Another issue I found was with the Ice/Dragon types, the ones that look like ships. (Viking ships...?) First of all, it was astute to have the evolution go from raft to ship; I imagine most people would've simply done boat > ship, so kudos to you for that more clever transition. However, I would like to point out that the Ice/Dragons look a little too much like actual ships/rafts with dragons carved onto them; Pokemon generally look like they're modeled after real-world objects, not the other way around. I would suggest not having the Raft Dragon seem so perfectly geometrical and rectangular; you could still keep these wood-like protrusions in the design, but maybe not make them so flat and perfectly aligned? Another suggestion of mine, for both the Ship and Raft Dragons, is to make the flags look more natural; less like props attached to the Pokemon, and more like parts of their anatomy. Perhaps you could incorporate the flags and flagpoles as more natural-looking tails? These are just suggestions though; it's up to you what you wish to do.

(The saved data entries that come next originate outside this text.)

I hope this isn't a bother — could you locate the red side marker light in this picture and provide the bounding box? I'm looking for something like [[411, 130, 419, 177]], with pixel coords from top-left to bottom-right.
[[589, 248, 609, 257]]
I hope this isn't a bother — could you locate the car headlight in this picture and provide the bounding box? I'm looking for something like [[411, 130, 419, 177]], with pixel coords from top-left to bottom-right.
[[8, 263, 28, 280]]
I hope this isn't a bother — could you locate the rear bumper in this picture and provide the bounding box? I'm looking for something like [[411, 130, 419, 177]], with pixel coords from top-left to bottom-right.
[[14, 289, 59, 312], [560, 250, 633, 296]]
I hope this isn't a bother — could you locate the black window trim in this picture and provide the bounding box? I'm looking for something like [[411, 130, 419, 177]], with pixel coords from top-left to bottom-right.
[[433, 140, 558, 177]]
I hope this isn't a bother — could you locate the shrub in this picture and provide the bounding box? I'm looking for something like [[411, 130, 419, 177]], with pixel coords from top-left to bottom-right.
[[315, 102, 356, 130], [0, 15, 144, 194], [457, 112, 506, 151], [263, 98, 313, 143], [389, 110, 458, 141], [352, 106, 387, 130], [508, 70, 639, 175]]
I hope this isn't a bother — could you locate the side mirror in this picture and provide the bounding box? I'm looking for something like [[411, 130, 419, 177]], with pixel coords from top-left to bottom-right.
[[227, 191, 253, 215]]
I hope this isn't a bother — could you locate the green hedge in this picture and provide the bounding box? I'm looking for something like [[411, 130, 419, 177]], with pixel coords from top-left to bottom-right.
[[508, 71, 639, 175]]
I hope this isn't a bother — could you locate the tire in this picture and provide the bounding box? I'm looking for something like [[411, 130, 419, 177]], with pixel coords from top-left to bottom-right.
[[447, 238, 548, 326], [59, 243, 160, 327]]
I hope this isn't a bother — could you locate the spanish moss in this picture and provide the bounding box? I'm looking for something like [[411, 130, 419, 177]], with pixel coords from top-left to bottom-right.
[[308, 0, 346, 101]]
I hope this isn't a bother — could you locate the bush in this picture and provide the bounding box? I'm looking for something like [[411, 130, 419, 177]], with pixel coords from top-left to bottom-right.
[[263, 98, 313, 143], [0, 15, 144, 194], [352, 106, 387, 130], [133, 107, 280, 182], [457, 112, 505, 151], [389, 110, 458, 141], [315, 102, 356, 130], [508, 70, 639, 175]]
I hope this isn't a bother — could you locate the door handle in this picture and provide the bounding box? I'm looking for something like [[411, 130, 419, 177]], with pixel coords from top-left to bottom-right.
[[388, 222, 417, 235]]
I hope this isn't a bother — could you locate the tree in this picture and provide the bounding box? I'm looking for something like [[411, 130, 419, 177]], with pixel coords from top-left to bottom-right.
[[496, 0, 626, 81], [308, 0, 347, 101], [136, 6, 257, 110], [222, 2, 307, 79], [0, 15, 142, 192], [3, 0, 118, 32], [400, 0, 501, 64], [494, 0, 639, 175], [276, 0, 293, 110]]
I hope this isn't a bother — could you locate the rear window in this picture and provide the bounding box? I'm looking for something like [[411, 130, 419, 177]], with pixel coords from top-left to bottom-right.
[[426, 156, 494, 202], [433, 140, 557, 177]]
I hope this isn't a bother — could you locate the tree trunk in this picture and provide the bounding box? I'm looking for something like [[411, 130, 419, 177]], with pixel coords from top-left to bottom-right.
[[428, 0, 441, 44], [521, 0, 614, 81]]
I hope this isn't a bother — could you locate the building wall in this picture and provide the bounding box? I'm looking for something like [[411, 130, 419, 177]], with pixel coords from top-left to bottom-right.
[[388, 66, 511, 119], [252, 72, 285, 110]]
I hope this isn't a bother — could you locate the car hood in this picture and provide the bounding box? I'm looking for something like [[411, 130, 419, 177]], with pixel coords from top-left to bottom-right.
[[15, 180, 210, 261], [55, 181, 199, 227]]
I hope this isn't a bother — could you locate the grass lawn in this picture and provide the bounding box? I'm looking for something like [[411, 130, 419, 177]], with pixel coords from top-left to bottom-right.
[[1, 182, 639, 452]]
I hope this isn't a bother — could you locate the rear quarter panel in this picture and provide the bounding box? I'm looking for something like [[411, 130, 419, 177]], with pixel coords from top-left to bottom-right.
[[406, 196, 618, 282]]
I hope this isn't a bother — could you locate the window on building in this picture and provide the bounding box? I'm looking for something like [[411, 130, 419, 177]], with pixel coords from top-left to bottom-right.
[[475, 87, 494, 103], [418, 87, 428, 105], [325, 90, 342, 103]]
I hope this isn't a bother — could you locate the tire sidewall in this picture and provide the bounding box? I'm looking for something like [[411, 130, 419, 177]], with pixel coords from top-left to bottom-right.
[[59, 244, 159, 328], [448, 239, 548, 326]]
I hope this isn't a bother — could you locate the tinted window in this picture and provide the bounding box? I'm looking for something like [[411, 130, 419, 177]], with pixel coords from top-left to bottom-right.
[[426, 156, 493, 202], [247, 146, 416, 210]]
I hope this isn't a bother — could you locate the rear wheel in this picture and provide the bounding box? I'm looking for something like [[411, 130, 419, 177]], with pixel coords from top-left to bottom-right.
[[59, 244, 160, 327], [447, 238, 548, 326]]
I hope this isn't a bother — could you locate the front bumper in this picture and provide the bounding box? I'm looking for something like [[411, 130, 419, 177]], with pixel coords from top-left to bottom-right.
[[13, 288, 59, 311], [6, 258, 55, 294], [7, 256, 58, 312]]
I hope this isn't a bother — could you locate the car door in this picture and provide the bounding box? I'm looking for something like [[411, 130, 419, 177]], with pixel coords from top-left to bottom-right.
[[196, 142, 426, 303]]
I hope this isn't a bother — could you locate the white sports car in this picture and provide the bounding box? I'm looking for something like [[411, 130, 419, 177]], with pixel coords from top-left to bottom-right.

One of the families I was less enthusiastic about was the Bug/Grasses; I found that the first two designs were eerily reminiscent of the Kriketot/Kriketune family (in pose, posture, and anatomy), that the third design offered nothing particularly attention-grabbing (What are the main defining features of this Pokemon? Why should this Pokemon be memorable? I don't mean to offend you, but the third Bug/Grass Pokemon looks like a generic large mantis, clad in leaves, without any "wow" factor.) and that I was reminded of the Leavanny family a little too much, in terms of color scheme. I suggest thinking of what is special about this Bug/Grass family, what differentiates it from other Bug/Grass types, and then possibly redesigning or altering these designs. Just my personal opinion, though.
Lastly, the Grass/Flying pinflower/(dandelion?) seeds are
. Excellent connection; making these sorts of connections between real-life elements (without it being silly, like a walking toaster, and where a connection is actually present, not like "let's take x and y and randomly fuse them together") is what I believe makes great Pokemon designs. In addition, the posing of the second member, the evolution, was smart and well thought-out; the pose accentuates the large seed, without having the seed obtrusively stick out or seem like random clutter, and at the same time displays flow and movement. I have no criticisms of these designs at this time; excellent work!
I could give more criticisms of the other Pokemon designs if you'd like me to, but these are just the designs that stood out to me the most.